We note that we can easily identify such a change by analyzing graphs with AlertVision, because we can easily highlight specific nodes when drawing graphs. Furthermore, the current implementation of AlertVision provides a graphical user interface that allows analysts to click nodes in the graph to see detailed information about them.

4.4 TI Case Study

Does the information that we obtained from AlertVision match with existing threat intelligence? To answer this question, we checked if any of the attackers’ IP addresses in our dataset are listed in the IBM X-Force TI service [12]. We found that several known IP addresses for attackers in the TI were indeed in the same group in our graphs. Figures 4 and 5 show that known command-and-control (C&C) servers and botnet addresses from the TI were in the same group in the graphs, respectively. Both figures illustrate a case for Jan. 2017, but the same trend appears in other graphs.

This result signifies the value of AlertVision as a tool that helps analysts understand the meaning of the attacks. For example, the IBM TI shows some of the nodes in our graphs are identified as a bot, but other nodes in the graph that are close the identified bots may be other bots controlled by the same botnet master as their behaviors are the same as the identified bots.

Fig. 4.
figure 4

Clustered C&C servers.

Fig. 5.
figure 5

Clustered botnet bots.

5 Related Work

Leveraging data mining and big data analytics for security has a long history.
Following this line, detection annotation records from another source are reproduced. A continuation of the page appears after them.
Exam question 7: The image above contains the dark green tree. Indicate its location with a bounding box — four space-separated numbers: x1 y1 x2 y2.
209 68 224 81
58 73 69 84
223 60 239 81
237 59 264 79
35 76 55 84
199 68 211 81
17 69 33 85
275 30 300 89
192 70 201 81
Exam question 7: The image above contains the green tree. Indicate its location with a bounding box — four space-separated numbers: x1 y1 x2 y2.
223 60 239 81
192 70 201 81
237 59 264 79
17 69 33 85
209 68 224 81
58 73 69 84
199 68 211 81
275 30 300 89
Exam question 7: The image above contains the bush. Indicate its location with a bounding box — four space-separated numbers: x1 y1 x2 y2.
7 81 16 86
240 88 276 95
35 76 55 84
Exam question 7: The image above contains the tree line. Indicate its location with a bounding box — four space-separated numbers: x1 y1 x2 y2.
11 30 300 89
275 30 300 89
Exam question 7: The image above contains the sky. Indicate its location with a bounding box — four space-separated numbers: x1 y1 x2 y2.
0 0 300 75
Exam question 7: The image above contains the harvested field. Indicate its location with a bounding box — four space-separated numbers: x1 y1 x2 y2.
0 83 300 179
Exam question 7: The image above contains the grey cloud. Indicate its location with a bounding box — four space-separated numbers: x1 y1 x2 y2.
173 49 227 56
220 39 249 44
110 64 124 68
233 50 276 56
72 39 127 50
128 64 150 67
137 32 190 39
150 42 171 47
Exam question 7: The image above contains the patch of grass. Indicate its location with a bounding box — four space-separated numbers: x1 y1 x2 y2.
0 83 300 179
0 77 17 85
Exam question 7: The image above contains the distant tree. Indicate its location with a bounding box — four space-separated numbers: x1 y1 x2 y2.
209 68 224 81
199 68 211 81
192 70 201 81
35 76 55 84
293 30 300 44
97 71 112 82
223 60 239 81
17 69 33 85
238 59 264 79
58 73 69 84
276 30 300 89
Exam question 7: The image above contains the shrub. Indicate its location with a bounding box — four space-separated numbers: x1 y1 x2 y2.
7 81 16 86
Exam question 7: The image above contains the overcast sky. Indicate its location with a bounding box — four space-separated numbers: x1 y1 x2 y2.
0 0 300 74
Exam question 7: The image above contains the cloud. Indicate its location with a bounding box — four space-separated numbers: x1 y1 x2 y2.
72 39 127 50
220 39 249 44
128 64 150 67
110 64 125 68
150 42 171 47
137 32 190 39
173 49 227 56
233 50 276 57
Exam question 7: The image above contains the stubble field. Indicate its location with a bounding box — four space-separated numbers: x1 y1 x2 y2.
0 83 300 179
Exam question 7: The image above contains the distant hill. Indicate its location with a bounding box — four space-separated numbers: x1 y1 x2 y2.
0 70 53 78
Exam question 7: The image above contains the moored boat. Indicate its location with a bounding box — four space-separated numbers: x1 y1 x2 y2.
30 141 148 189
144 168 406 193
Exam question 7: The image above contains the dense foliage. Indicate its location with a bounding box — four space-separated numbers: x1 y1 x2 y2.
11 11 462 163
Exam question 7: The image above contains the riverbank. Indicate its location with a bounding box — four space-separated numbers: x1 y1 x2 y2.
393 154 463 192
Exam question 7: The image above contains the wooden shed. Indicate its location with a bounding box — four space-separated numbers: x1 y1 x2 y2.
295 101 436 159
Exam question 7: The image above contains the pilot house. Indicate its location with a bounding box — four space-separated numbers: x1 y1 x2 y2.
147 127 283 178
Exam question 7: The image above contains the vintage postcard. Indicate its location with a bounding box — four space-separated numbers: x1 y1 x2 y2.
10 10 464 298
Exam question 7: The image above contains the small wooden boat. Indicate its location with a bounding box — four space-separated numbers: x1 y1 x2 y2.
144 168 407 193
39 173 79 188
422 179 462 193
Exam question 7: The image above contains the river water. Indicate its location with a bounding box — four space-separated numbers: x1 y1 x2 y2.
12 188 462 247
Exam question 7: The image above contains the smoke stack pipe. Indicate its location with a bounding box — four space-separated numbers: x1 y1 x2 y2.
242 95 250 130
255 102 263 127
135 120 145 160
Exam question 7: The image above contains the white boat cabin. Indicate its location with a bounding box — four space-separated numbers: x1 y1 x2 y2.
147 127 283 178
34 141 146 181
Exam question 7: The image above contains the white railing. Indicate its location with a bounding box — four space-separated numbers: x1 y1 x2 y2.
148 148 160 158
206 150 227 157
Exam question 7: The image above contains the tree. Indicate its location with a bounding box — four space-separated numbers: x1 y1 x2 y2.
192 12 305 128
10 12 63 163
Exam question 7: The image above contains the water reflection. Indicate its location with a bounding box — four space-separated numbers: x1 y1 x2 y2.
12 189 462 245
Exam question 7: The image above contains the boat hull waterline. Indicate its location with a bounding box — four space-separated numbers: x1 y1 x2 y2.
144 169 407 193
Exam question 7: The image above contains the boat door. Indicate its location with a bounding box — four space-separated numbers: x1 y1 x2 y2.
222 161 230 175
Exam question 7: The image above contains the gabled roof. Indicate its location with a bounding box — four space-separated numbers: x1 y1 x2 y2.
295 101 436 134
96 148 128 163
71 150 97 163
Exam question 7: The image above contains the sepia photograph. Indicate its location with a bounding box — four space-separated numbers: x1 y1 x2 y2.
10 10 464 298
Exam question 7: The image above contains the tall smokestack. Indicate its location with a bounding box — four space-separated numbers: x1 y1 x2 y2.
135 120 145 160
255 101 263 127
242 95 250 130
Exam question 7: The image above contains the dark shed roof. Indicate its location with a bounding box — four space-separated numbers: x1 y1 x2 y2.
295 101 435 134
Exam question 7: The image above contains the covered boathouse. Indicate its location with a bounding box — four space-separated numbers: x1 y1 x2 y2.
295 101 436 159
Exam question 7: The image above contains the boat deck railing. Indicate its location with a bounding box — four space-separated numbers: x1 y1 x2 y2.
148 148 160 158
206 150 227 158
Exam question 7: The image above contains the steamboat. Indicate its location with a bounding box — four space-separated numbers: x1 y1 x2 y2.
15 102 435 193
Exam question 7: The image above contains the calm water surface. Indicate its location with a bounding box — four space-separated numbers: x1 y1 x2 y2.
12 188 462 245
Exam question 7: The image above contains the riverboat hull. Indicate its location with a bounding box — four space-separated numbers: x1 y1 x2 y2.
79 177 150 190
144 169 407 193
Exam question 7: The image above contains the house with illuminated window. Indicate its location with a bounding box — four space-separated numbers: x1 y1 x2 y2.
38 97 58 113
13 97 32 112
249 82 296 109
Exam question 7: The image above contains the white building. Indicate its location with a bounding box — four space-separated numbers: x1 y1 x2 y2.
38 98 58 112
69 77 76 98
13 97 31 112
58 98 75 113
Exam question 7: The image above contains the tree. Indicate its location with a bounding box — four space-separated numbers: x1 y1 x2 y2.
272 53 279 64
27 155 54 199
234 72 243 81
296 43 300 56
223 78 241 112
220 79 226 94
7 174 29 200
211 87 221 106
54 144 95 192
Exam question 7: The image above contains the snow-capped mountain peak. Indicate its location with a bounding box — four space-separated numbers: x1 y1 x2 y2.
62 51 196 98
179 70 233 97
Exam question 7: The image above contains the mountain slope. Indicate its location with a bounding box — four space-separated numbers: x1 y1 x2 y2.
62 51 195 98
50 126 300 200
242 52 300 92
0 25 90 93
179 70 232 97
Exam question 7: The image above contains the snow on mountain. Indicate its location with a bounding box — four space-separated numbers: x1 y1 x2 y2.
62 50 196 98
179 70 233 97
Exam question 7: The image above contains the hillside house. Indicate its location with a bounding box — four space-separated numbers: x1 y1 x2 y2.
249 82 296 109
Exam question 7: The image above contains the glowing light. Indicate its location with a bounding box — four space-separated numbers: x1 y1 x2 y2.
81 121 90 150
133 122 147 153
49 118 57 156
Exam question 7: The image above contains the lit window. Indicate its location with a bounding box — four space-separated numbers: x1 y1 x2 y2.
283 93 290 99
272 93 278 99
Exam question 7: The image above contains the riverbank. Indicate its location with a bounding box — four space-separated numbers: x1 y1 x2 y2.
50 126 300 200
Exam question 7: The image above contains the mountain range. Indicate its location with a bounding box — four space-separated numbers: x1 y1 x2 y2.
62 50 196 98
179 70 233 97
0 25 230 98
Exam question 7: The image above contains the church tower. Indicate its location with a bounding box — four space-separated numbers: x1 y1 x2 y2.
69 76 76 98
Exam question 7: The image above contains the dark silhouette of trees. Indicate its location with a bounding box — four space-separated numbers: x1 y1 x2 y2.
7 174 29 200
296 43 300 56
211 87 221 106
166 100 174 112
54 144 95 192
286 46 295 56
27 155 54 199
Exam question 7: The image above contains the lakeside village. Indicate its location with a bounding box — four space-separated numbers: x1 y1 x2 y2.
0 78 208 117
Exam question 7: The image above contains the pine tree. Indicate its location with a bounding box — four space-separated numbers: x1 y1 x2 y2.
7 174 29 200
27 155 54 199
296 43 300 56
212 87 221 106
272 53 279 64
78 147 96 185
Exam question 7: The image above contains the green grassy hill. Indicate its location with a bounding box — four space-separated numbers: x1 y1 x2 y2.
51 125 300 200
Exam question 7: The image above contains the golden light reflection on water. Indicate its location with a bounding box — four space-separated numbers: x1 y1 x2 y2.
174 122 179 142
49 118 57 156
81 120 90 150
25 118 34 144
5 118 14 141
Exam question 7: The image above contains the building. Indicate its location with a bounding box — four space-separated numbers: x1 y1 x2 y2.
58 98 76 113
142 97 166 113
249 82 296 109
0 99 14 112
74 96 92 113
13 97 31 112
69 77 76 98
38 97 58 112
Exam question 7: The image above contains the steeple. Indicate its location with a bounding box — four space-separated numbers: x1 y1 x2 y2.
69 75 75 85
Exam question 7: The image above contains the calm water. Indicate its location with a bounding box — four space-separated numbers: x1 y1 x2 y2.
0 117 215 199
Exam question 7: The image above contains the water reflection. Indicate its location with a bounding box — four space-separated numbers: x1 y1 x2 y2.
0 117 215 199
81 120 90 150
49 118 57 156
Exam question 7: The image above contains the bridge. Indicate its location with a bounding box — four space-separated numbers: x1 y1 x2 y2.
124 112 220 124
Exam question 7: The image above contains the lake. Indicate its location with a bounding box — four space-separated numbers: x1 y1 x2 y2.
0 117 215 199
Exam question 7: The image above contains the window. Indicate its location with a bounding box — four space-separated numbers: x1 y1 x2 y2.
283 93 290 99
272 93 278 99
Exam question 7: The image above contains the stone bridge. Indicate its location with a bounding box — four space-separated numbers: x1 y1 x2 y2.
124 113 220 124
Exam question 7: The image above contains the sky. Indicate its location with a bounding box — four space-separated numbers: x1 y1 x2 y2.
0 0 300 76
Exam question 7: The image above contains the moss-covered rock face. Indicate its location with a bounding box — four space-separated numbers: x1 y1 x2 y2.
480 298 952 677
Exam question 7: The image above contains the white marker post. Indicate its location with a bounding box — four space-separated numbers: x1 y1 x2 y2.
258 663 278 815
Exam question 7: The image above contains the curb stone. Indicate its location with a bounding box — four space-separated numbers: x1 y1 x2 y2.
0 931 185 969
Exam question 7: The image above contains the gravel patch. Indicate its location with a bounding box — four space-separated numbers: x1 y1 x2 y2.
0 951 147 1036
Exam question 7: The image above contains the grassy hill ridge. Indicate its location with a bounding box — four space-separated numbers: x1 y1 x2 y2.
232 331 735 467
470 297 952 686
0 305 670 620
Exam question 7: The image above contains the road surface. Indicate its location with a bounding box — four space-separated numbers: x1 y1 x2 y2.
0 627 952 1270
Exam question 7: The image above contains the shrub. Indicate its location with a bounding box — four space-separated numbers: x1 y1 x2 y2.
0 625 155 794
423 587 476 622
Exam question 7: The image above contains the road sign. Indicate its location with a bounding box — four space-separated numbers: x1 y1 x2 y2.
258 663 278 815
For instance, behavior-based anomaly detection [6, 18] is a powerful defense mechanism that is still being used today. However, such techniques only focus on detecting attack instances, but not on identifying and analyzing the actors of the attacks.

Many researchers have recently turned their attention to refining security data obtained from various sources to build TI and to understand the meaning of threat instances due to recent advances in security threats. There are currently several attempts to classify threats [5, 13, 16, 21, 35, 39] by leveraging ontology formally defined for describing security threats [5]. Although effective, those approaches are largely manual. Several attempts to defining data structures for TI have been made too. STIX [1] provides a unified way for expressing TI. Qamar et al.  [29] recently extends STIX to represent semantics and contextual information of TI. Kapetanakis et al.  [14] leverage traces on the victim machines left by attackers, e.g., modified/deleted files or registry entries, in order to generate attacker profiles. However, collecting such information is not feasible in practice as it requires installing host-based logging application for every machine, which may raise privacy concerns. On the other hand, our approach only uses the existing SIEM events in order to generate profiles. Furthermore, our system visualizes the relevance between security alerts, which can provide valuable insight for the TI analysts. Note that AlertVision presents a unique design point in mining useful knowledge from security alerts with visualization. Therefore, our technique is complementary to the existing works.

There have been a wide range of research on correlating similar SIEM events, which is often called, alert correlation [20, 31, 40]. Alert correlation techniques are used to detect botnets [9, 17] as well as to discover attack patterns from alert logs [4, 23, 30, 32, 38]. Ours is in the same line of research, but our focus is not on correlating attack instances themselves, but on visually representing the similarity between attack sources.

Visualizing security alerts has been studied by several researchers, but they mostly focus on how to graphically representing the raw data itself, but not on visualizing the meaning of them. Some of them can only be applied to specific attack types such as Worm [10] and DoS attacks [22]. Livnat et al.  [19] propose a general method for representing alerts based on their detection time and their location in a network topology, but it does not capture the correlation between those alerts.

6 Conclusion

In this paper, we presented a novel visualization technique for providing practical insights for security analysts. We applied our technique on a large-scale dataset obtained from real enterprise networks, and showed its effectiveness in terms of understanding attacks and extracting TI from alert logs. The proposed technique is indeed used internally now in AhnLab, Korea.